Roboserve also contends that the post-judgment payments made to Roboserve by Kato were for the use of the Robobars remaining at HRC, and not for payment on the judgment. Roboserve argues that Kato wrongfully terminated the concession agreement with Roboserve, and did not cure its breach or return the Robobars to Roboserve after termination. Rather, Kato continued to use and enjoy the benefits of the Robobar system and pay Roboserve what it thought was owed for the use of the Robobars. Thus, the payments that Kato made to Roboserve were simply for Kato's continued use of the Robobars still installed at HRC; they were not payments pursuant to the concession agreement, which had been terminated, and not payments on the judgment.

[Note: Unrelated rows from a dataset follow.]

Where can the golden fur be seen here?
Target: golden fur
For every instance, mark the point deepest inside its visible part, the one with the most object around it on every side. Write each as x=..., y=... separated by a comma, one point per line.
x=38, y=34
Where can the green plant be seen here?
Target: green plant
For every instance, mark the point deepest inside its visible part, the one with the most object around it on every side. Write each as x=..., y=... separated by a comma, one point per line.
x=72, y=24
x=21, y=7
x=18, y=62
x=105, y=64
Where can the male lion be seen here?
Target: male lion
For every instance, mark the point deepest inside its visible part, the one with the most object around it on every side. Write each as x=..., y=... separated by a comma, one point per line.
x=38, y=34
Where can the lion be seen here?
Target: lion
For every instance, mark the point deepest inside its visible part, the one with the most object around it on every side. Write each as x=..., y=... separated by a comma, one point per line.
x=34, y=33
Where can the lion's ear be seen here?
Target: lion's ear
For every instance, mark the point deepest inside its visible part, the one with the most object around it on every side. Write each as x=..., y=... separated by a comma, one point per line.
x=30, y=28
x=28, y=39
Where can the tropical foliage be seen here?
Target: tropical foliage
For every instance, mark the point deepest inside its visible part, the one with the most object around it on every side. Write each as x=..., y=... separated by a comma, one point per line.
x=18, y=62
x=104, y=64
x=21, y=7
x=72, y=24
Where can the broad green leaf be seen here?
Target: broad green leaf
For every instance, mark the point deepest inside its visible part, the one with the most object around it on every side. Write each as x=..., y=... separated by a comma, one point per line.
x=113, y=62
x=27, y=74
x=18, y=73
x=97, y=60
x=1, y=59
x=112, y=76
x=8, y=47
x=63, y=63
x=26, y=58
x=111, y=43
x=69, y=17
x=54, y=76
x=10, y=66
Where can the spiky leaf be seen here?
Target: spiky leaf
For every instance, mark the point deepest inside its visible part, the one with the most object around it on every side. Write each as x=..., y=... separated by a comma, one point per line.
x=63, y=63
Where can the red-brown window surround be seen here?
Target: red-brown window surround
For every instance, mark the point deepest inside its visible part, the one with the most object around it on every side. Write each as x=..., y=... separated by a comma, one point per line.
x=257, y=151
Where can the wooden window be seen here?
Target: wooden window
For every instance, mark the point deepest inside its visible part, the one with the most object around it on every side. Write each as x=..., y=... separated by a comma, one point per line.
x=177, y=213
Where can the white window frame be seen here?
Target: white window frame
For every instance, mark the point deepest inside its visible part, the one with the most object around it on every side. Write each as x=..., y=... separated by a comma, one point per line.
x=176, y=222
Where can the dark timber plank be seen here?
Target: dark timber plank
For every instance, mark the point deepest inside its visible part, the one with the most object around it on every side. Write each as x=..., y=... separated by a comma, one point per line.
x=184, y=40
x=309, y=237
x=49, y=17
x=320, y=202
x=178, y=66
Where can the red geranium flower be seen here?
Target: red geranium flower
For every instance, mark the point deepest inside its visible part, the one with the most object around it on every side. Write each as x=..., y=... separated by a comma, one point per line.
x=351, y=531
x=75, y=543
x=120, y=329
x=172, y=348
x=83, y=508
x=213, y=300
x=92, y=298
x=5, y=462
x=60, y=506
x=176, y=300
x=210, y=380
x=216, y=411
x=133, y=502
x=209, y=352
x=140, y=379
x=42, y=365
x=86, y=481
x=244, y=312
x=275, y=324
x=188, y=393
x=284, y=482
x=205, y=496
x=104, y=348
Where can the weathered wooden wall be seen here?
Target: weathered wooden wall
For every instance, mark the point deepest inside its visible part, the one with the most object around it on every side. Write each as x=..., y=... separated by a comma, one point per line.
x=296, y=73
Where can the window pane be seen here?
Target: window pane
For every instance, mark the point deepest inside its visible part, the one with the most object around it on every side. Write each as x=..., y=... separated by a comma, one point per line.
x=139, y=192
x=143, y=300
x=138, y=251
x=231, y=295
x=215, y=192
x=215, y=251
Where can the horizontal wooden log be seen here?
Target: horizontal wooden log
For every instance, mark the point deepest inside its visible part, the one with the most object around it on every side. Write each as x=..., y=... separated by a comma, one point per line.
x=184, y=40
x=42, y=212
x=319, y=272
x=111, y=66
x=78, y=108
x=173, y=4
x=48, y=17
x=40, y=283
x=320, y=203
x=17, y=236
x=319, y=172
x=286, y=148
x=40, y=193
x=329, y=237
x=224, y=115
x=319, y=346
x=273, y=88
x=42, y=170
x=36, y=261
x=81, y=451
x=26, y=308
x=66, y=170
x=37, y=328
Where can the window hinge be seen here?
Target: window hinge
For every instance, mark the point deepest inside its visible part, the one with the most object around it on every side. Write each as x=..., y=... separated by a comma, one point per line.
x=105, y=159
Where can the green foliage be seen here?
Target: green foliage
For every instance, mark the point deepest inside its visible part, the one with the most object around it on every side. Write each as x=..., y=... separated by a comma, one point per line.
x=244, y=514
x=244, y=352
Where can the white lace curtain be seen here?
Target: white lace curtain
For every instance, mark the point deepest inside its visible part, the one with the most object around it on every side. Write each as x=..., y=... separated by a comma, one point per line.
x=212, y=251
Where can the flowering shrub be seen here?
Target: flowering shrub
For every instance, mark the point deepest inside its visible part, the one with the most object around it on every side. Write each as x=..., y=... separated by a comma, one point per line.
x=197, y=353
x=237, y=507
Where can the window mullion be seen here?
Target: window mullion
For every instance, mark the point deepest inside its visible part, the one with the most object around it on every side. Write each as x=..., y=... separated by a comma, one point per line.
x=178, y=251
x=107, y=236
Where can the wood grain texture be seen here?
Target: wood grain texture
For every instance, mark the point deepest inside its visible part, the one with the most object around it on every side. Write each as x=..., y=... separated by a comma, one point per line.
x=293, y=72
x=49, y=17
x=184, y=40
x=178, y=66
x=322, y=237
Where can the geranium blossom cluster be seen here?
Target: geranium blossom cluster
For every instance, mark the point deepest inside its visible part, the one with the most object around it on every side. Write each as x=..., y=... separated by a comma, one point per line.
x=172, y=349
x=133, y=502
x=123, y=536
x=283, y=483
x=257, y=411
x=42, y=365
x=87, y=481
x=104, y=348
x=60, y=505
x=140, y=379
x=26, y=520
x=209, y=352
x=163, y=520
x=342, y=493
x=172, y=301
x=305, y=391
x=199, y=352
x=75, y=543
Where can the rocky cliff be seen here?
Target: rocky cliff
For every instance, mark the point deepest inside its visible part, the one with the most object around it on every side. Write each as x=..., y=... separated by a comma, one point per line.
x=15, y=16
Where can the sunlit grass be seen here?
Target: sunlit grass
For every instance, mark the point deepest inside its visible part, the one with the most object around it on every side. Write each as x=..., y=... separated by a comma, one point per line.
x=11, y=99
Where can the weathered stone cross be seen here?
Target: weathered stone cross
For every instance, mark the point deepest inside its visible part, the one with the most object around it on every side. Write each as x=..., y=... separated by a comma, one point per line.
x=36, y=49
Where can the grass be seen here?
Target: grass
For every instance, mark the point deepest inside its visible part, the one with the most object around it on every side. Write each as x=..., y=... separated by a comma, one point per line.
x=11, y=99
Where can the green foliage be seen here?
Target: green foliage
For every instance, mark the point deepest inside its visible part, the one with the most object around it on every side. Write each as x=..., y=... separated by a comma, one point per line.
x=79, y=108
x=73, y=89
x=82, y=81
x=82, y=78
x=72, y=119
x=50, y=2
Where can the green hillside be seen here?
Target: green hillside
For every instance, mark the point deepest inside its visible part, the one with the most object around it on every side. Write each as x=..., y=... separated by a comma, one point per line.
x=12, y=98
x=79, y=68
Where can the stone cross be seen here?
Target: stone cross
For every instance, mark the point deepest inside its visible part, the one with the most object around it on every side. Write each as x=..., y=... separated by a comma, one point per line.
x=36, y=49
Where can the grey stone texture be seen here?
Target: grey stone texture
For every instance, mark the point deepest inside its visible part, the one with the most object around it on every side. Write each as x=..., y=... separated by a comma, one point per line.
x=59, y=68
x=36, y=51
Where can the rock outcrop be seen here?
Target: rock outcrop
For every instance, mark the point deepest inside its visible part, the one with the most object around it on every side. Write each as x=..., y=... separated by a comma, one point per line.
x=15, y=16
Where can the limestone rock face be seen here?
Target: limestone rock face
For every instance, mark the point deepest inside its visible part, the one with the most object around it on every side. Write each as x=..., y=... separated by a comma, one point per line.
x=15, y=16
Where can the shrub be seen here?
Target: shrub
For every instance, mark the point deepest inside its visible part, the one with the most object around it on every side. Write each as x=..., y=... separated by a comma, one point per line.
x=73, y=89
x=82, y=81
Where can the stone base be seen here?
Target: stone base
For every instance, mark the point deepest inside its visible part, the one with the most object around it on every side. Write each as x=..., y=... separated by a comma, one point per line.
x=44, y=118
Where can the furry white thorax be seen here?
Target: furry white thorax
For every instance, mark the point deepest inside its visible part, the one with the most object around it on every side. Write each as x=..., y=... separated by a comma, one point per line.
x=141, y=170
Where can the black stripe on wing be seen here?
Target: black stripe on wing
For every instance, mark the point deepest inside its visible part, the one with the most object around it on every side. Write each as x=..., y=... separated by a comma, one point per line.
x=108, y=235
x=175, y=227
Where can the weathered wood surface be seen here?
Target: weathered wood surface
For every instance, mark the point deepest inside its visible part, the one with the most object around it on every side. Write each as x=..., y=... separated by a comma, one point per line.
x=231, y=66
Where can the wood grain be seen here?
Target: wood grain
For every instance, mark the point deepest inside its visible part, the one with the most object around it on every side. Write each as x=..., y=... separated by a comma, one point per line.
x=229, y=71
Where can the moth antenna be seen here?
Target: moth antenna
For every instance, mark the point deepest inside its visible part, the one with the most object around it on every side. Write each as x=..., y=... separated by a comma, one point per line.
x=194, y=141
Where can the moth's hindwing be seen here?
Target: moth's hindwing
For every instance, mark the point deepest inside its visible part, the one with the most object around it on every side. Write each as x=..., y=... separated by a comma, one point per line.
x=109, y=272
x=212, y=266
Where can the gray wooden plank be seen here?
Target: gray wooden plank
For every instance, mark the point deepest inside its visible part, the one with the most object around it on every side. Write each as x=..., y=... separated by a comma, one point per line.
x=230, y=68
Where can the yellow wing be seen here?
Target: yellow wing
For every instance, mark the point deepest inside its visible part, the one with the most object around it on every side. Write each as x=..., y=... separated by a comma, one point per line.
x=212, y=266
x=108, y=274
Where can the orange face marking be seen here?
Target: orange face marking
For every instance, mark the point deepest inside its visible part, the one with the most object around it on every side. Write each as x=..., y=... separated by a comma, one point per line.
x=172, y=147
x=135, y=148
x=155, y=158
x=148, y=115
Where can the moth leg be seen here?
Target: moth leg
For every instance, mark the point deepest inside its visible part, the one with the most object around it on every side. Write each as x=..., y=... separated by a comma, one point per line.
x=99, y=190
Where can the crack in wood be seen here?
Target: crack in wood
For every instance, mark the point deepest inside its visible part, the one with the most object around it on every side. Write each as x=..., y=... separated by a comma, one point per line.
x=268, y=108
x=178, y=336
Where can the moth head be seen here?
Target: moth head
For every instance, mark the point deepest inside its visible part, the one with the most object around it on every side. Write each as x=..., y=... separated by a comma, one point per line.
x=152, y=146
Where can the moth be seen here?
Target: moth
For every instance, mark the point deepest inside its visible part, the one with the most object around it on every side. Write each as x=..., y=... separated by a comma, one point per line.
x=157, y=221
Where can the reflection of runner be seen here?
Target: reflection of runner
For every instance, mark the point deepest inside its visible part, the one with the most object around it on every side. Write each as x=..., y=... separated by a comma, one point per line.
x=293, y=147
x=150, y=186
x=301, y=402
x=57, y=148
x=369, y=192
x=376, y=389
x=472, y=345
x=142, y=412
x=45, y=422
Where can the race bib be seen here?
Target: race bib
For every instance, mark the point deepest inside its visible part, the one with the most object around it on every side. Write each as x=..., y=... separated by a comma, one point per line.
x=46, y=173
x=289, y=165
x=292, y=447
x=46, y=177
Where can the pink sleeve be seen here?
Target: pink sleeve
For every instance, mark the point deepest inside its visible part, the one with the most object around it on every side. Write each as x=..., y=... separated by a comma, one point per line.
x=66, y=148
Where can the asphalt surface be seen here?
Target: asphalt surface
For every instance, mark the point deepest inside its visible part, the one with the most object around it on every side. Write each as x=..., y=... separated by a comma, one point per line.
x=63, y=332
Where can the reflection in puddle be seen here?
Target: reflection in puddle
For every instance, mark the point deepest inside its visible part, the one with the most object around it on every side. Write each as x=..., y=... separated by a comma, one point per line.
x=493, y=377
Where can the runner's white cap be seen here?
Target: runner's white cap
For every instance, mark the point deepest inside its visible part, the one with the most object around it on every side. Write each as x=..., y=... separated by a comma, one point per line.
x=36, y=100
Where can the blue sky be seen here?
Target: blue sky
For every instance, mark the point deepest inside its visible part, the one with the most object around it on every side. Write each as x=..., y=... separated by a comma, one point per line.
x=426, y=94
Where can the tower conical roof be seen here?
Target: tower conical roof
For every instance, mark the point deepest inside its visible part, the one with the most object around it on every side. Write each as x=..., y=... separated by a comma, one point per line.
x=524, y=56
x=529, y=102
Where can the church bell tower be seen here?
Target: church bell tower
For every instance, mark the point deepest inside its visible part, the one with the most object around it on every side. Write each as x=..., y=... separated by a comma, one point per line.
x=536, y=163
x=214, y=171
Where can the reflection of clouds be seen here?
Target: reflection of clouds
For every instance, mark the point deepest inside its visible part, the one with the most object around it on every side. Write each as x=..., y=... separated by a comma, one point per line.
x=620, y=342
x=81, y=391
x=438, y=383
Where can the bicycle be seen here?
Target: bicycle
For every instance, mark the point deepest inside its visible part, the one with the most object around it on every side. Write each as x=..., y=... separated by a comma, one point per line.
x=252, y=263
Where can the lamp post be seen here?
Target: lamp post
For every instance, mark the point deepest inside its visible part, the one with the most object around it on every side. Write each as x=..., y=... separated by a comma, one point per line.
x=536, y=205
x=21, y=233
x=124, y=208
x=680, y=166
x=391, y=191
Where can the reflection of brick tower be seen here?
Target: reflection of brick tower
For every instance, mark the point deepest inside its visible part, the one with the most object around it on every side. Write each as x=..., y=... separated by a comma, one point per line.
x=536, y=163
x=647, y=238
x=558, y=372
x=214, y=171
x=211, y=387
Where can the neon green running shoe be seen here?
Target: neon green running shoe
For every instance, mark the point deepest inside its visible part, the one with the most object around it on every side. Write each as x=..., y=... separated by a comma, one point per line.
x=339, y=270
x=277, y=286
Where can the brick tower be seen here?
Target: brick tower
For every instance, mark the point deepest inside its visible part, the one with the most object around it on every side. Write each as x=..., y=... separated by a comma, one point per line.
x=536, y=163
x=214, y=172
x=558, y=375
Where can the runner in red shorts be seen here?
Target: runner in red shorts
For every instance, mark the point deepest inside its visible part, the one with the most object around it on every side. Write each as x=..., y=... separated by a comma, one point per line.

It appears to the court that Roboserve is making a false distinction between the nature of the judgment and the nature of the post-judgment payments from Kato. According to Kato, the damage award of $ 722,500 on the wrongful termination claim represented the present value of amounts to be paid to Roboserve by Kato under the concession agreement for a five-year period following the termination of the concession agreement. Roboserve does not contest this description of the nature of the damages award.
However, rather than treat the wrongful termination for what it was -- the end of both the concession agreement and the parties' business relationship under the concession agreement -- both Kato and Roboserve treated the concession agreement as if it were at least partially still in force. While Kato did not return the Robobars to Roboserve upon termination of the concession agreement, Roboserve did not seek return of the Robobars. And while Kato continued to use the Robobars and pay concessions to Roboserve pursuant to paragraph 2(2) of the concession agreement, Roboserve accepted the payments for more than two and a half years.